Well that got your attention. Happy to report no people were involved but an inflatable kayak owned by our buddies Bill and Kate was munched. Boaty folk get ashore in Taiohae Bay by heading inside a small breakwater to a couple of ladders where dinghies can be tied off. Coincidentally, this is also the place where the fishermen clean their catch after returning in their small boats.
There’s always an instant frenzy as fish guts and detritus are thrown into the water. The sharkies seem to know exactly when the fishermen are back around, waiting just like yowling cats for food.
The aforementioned inflatable kayak is not quite as robust as our aluminium bottomed rib. A bit of an involuntary munch and poof. Kayak not so inflated anymore. Bill has been high for three days from glue fumes trying facilitate a mend. I suggested to Kate that Bill try it first before she gets into it.

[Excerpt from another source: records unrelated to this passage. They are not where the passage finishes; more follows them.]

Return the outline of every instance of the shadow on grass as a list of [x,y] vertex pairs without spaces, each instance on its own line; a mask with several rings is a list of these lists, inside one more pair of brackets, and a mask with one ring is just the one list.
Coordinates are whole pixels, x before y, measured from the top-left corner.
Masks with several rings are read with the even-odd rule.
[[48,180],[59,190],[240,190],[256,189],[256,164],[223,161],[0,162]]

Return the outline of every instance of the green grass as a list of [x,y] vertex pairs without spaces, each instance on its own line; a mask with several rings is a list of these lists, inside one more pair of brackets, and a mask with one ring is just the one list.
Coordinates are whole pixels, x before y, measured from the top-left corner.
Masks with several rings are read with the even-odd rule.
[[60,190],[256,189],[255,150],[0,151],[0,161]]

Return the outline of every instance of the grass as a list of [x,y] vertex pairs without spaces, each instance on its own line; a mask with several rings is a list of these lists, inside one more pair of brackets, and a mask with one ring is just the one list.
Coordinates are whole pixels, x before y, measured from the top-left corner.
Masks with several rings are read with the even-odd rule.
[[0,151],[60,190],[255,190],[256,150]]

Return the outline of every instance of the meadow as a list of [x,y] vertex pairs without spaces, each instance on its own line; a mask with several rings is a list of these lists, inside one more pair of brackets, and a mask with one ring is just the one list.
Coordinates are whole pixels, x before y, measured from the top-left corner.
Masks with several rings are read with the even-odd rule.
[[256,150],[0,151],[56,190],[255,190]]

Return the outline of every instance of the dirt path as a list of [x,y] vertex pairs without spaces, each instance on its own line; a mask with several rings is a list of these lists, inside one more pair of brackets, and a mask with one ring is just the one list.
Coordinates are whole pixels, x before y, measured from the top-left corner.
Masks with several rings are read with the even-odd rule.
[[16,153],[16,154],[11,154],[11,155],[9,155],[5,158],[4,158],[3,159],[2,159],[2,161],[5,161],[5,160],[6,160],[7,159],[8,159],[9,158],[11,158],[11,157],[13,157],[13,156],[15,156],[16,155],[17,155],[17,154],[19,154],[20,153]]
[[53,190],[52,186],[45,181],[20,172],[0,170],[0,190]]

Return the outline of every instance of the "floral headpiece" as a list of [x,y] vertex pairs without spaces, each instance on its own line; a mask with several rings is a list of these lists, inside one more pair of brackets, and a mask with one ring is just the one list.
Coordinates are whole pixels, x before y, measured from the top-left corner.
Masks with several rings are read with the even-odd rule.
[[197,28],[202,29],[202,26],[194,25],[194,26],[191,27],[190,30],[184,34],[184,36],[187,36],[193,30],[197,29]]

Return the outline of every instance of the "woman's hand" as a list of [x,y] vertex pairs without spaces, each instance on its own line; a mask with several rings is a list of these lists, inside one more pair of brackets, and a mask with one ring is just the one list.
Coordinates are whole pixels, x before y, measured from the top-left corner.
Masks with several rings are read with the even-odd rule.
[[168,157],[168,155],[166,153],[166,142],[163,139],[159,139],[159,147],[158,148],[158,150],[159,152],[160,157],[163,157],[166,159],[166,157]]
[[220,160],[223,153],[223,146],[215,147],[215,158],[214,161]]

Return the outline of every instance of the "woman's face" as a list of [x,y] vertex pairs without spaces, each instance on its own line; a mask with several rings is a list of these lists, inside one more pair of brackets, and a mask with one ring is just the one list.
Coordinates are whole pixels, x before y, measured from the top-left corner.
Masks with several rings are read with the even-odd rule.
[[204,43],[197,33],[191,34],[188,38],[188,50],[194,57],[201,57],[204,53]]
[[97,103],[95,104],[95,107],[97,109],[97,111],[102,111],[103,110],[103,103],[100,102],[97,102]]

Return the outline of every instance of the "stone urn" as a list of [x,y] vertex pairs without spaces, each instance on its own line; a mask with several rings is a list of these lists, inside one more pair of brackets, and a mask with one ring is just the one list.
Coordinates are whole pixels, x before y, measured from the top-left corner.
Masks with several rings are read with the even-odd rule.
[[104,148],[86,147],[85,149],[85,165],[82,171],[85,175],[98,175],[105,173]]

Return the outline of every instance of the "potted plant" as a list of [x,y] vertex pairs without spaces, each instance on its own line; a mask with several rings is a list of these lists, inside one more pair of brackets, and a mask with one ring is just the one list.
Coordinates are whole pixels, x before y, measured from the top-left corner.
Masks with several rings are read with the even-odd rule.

It’s been a bit Windy Miller for the past few days so we hightailed it all of 6 miles round to Daniel’s Bay for a bit more protection. The main bay in Nuku Hiva gives access to essential services such as check in and ice cream shops, but the wind and swell wrap round the headland and deliver a free unwanted rock and roll ride. Time to move when the wind picks up.
I don’t think Daniel is alive anymore, but by gum, he lived in an extraordinary place. The entrance looks a little foreboding as the anchorage is off to the right and not visible immediately. But once round the corner, you’re sat surrounded by high hills, flat water with a sandy beach at the head of the bay. We both simultaneously went wow.
We’re here with our little Panama / Contadora gang. 5 boats. 7 people. 2 couples. 3 single handers. Dave and I walked up to a 350m waterfall about a couple of hours from the sweetest village you’ll ever come across. Maybe 8 houses, all cared for with fruit trees and vegetables growing. No road access, just a couple of grassy paths and a french phone box. It felt a bit Local Hero like. (Watch the film…..for the phone box).
Once close to the waterfall, you enter a three sided canyon. The cliffs tower upward and you can’t actually see the true height of the waterfall. Just the last few feet. But it is visible on the walk in so the true scale is not lost. Quite a place. It rained the day we walked up so there was a full flow experience.
We had lunch at one of the properties yesterday. Wild marinated goat done on the BBQ with bread fruit chips, mango and papaya salad and fresh avocado. Followed by coffee and banana ice cream. Everything from the local vicinity. Washed down with a choice of either lime or pamplemousse juice. Top nosh. Lovely lunch. Although not totally idyllic as a fair number of house flies joined the party too when the food came out.
We’ve been ticking off a few jobs left over from the crossing. We took the headsail down and today we mended the sacrificial strip thanks to sewing machine mechanics. The batteries have been rewatered. The deck has had a scrub. The fresh water hand pump has had a makeover.
We’ve had no internet for a few days so tomorrow or the next day when the wind and sea have abated, we’ll head back towards the main bay when I’ll be able to upload this.
Being away from COVID noise and the ongoing chat as to whether NZ will open their borders has been great. But we can’t hide forever.